WeChat and Alipay square off overseas
The Wall Street Journal
China's two biggest mobile-payment platforms, Alipay and WeChat, are moving to capture market share overseas. The most obvious opportunity for them is to serve Chinese nationals overseas.
Paul Schulte, founder of consultancy Schulte Research, told The Wall Street Journal that Alipay and WeChat "are following their tourists, and they are following their commerce. It’s like what happened in the 1950s when U.S. banks followed their corporate customers overseas."
In 2015, Alipay and WeChat began expanding rapidly overseas. They are entering into partnerships with merchants in Southeast Asia and Europe and are eyeing investing in payment systems abroad. In December, Ant Financial (Alibaba's finance arm and the owner of Alipay) signed a deal with four European financial groups: in France BNP Paribas, in Great Britain Barclays, in Italy UniCredit and in Switzerland SIX Group. WeChat launched its payment services in Europe in July.
It is natural for Alipay and WeChat to follow their customers overseas. Many Chinese people do not own credit cards and are accustomed to cashless payments using these platforms. The market is large and growing rapidly as well: A December report in The Financial Times noted that 120 million Chinese traveled abroad in 2015, up 18% over the previous year.

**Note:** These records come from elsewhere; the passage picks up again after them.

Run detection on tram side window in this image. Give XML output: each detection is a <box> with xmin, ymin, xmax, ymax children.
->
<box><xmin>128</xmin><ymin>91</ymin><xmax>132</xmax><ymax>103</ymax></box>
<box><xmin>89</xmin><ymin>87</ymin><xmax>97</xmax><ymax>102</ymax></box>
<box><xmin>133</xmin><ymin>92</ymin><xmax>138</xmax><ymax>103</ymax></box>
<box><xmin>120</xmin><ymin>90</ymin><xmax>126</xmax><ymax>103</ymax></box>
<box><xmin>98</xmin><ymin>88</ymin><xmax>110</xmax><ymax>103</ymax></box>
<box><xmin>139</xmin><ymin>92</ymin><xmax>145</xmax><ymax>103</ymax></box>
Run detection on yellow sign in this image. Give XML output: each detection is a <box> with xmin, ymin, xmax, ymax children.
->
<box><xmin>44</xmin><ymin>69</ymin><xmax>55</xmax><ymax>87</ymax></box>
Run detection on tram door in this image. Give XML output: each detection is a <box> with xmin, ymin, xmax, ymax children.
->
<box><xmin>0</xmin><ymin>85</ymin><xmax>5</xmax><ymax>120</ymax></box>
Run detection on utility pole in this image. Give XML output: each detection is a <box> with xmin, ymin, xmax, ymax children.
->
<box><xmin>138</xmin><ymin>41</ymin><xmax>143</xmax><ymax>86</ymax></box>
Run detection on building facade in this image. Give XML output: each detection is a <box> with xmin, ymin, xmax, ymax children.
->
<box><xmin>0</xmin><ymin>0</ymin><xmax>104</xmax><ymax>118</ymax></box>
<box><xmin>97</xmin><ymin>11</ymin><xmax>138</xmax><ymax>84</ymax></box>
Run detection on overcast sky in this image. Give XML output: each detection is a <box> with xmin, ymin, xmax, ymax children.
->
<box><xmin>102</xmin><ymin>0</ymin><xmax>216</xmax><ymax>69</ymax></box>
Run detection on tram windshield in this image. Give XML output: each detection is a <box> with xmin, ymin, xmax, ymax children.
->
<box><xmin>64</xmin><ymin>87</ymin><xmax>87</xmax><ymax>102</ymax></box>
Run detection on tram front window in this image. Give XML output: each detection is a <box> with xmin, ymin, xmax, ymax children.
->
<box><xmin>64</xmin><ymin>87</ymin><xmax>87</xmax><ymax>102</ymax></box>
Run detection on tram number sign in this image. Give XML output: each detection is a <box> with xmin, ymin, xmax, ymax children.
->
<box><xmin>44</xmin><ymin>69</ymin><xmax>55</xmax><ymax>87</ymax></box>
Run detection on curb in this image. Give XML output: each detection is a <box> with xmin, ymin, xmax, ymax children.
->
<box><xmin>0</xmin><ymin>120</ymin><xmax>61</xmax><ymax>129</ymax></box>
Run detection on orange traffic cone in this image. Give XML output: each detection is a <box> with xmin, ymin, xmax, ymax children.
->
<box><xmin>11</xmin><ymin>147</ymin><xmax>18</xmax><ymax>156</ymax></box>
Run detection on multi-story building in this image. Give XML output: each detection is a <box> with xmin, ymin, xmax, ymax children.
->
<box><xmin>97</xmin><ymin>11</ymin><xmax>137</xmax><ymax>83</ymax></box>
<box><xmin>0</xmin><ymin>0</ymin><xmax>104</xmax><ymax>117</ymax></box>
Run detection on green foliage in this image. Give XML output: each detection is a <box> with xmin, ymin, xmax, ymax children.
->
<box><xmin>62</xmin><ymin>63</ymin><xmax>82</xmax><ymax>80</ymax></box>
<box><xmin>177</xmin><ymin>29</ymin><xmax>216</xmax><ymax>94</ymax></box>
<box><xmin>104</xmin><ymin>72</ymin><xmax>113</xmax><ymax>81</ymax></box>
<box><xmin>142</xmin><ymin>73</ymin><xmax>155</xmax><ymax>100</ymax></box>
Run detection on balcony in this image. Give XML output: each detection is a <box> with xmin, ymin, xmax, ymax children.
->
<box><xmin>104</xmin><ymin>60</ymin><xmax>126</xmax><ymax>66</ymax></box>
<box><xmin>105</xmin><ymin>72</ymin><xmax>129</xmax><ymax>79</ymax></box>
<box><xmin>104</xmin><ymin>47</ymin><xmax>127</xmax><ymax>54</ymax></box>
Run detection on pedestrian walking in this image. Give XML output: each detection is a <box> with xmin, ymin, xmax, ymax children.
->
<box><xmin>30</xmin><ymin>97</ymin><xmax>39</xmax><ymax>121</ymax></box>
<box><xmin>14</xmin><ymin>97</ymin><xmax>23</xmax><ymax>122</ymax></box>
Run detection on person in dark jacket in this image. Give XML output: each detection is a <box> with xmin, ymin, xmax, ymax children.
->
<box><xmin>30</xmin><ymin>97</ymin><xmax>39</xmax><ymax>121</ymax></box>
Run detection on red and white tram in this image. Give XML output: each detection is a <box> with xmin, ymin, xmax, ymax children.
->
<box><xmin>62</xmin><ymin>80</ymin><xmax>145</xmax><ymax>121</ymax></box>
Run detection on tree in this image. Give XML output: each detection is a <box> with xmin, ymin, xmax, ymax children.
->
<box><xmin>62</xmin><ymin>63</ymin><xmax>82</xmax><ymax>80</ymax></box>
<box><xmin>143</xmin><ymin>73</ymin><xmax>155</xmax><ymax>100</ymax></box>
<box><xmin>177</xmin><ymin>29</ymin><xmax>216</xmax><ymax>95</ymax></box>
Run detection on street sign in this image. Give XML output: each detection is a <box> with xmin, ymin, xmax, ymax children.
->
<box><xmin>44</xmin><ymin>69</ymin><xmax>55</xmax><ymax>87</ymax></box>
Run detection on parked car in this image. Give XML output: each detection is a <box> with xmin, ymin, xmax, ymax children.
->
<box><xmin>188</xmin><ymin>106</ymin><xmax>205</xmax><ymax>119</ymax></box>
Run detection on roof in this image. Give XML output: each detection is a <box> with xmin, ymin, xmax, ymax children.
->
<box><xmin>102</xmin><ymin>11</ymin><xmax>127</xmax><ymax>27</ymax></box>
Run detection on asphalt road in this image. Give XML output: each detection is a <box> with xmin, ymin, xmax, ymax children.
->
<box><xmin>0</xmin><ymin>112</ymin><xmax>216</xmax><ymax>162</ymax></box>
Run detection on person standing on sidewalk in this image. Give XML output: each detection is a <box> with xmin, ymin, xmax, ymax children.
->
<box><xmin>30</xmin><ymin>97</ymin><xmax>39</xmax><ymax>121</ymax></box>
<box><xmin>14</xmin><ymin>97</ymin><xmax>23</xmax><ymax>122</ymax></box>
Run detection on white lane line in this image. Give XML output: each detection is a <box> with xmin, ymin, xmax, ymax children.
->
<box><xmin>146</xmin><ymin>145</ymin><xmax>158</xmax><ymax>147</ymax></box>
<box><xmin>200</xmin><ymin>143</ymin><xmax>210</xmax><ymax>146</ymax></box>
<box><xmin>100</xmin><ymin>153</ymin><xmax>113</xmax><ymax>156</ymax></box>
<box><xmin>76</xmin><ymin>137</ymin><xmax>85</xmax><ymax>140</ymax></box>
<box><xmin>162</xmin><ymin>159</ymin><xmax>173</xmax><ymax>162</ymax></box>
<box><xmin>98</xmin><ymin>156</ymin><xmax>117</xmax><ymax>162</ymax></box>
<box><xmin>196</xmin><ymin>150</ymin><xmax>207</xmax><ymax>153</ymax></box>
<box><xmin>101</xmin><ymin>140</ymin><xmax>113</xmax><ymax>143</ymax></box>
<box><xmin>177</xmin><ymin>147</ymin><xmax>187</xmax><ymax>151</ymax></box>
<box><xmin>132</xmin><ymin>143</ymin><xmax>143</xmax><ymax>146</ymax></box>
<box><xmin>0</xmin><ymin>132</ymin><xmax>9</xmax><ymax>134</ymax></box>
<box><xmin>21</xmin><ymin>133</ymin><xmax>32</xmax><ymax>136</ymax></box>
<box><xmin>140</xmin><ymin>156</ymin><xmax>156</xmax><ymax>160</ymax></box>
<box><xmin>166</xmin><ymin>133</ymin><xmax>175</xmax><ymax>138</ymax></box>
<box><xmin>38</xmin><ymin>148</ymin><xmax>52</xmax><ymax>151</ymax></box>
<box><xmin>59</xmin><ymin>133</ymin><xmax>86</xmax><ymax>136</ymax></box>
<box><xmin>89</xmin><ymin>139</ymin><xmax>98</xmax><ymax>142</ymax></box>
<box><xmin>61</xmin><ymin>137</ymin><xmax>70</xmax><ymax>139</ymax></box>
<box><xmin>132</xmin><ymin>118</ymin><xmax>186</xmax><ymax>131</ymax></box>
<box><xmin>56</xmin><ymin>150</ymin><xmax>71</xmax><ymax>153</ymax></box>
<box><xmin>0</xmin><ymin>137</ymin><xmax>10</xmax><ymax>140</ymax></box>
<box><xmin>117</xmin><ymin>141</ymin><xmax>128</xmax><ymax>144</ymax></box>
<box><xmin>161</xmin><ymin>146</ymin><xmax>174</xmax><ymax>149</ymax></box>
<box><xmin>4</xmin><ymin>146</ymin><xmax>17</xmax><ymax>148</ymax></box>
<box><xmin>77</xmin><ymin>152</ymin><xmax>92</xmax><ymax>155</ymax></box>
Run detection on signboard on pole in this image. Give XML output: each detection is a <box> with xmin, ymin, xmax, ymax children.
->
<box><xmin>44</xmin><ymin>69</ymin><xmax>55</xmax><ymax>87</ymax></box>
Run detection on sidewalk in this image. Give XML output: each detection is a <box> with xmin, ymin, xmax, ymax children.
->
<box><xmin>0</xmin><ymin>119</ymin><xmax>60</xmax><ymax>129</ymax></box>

Alipay is cooperating with a number of Western payment providers, including Ingenico, First Data, Worldpay and Verifone. It also has reached an agreement with Uber that allows its Chinese customers to pay for rides worldwide using Alipay.
In emerging markets, Alipay has invested in India's e-payment and e-commerce brand Paytm, which has 150 million users as well as Thailand's Ascend Money, an e-commerce group with a presence in Indonesia, Cambodia, Myanmar, Vietnam and the Philippines.
Alipay has good reason for aggressive global expansion: It is rapidly losing market share at home to WeChat. As WeChat becomes China's dominant app, with its own payment ecosystem, fewer Chinese consumers are using Alipay to pay for transactions online. Alipay has just 50% of China's mobile payments market now, compared to more than 80% in mid-2014. WeChat (to be precise, its parent company Tenpay) has been the main benefactor, with its share of that market rising to more than 40%.
Emerging markets offer plenty of opportunities for both WeChat and Alipay, but they will need to be mindful of local tastes if they expect to be successful. WeChat's attempts to break into the messaging-app segment of Southeast Asia have largely failed, except in Malaysia and Myanmar. An app designed for the particularities of the China market - minimal foreign competition, heavy-handed censorship - has many limitations.
Of course, censorship isn't an issue for payments per se, but the negative connotations associated with Chinese technology brands are not easily dispelled. After all, users concerned about their conversations on WeChat being viewed by Chinese state security may worry about the integrity of their payment information as well.